For the vulva (the outer skin), plain, fragrance-free soap and water are all you need. Skip feminine sprays, scented wipes, “full body deodorants,” and talcum powders. These products can disrupt the skin’s natural barrier and introduce irritants. When using the bathroom, always wipe front to back to avoid moving intestinal bacteria toward the vagina.

Probiotics have shown some promise for supporting vaginal health, particularly for women dealing with recurrent BV. Several clinical trials have found that specific Lactobacillus strains, taken orally alongside standard antibiotic treatment, can improve cure rates, reduce recurrence, and help restore a healthier bacterial balance. In postmenopausal women, oral probiotics have also been shown to improve vaginal symptoms related to lower estrogen levels. That said, probiotics work best as a complement to treatment, not a replacement for it, and the evidence is strongest for specific strains rather than generic supplements.

Changes During Menopause

As estrogen levels drop during perimenopause and menopause, the vaginal lining gradually becomes thinner, drier, and less elastic. The vaginal canal can narrow and shorten. Lubrication decreases, which many women first notice as discomfort during sex. The acid balance also shifts, making the tissue more fragile and more prone to irritation and infection.

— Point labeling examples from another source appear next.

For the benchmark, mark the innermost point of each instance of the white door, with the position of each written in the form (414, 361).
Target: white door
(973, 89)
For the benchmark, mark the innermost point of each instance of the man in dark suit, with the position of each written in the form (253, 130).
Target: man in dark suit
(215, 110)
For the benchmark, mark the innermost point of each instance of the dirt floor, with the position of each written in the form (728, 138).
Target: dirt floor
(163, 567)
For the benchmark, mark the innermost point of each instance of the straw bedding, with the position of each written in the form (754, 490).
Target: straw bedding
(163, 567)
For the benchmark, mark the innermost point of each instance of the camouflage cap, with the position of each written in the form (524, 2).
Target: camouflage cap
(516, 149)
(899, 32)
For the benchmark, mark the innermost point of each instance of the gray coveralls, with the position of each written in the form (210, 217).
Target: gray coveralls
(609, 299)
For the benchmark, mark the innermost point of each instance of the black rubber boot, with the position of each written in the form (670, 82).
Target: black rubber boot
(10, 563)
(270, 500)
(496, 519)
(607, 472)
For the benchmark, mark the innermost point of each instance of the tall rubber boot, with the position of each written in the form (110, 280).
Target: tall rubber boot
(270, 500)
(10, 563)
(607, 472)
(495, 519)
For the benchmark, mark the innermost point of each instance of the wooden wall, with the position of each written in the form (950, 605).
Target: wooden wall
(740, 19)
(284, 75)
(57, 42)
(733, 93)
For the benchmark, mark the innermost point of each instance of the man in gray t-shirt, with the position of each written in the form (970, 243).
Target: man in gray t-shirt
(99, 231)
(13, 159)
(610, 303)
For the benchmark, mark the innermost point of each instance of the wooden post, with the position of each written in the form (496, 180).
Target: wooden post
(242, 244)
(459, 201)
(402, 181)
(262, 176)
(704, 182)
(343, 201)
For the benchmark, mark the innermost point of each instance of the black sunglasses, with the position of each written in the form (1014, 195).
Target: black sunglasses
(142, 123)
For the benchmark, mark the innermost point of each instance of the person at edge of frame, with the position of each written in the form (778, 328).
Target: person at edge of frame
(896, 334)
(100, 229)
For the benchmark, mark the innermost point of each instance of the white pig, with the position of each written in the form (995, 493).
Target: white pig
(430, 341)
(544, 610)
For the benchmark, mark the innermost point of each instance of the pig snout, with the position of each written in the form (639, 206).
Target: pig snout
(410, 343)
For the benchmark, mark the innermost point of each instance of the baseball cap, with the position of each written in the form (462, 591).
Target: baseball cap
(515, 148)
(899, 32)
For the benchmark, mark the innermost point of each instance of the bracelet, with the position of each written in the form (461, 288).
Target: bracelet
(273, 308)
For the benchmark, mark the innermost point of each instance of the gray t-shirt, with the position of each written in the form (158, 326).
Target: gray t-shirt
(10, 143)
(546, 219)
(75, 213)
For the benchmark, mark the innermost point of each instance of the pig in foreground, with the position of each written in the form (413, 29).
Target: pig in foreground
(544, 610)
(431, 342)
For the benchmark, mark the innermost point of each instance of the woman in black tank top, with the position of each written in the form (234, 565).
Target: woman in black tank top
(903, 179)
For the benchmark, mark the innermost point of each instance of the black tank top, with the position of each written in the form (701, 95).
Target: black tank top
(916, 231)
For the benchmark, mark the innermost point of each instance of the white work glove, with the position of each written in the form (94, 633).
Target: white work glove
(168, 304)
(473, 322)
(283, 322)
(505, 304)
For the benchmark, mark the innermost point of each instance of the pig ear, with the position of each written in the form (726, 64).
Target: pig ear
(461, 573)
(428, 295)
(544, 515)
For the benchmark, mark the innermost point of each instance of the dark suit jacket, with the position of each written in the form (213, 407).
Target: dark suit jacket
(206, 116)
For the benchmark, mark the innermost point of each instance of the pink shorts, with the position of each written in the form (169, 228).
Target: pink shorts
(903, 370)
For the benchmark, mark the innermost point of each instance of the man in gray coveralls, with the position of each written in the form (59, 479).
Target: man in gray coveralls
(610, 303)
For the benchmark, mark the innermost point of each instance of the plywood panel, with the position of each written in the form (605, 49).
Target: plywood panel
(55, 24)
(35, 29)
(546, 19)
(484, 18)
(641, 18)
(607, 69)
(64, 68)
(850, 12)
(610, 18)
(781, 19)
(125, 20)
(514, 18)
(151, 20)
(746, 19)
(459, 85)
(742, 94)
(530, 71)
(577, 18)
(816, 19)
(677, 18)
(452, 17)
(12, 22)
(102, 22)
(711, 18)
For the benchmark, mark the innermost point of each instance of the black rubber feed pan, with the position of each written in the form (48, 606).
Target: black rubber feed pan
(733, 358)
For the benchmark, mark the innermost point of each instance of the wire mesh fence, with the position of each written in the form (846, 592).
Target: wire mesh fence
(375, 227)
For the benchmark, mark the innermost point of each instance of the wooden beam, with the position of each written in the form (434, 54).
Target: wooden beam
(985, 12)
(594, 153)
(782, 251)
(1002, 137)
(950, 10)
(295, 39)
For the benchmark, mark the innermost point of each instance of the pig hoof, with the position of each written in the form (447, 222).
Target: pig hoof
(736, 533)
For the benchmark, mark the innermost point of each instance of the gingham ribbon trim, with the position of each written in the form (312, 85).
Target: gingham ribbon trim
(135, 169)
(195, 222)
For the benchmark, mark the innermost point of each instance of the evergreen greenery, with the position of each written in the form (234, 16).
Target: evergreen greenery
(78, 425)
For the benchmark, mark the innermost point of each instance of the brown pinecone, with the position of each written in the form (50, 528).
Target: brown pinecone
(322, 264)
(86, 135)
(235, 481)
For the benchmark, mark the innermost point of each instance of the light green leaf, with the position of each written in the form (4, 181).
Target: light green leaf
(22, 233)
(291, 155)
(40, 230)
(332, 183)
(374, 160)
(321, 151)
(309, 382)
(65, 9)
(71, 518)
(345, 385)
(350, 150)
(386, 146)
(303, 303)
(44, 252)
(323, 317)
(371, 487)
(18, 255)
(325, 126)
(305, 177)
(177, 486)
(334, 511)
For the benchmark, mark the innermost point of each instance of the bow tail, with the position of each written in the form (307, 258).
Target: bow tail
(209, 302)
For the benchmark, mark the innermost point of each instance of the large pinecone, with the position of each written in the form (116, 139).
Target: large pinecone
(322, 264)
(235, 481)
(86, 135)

These changes, collectively called vaginal atrophy, are extremely common. They’re not a sign that something is wrong with you. They’re a predictable response to a hormonal shift. During a pelvic exam, a clinician may note dryness, redness, or a loss of stretchiness in the vaginal tissue. If dryness is affecting your comfort or sex life, there are effective treatments ranging from over-the-counter moisturizers and lubricants to prescription options that address the underlying estrogen loss.

Knowing Your Baseline

The most useful thing you can do for your vaginal health is pay attention to what’s normal for you. Your typical discharge pattern, your usual scent, how your vulva normally looks and feels. These vary from person to person, so comparing yourself to a textbook or to someone else’s experience isn’t particularly helpful. What matters is noticing a change from your own baseline: a new smell, a different type of discharge, itching that wasn’t there before, or pain during activities that were previously comfortable. That shift is the signal worth acting on.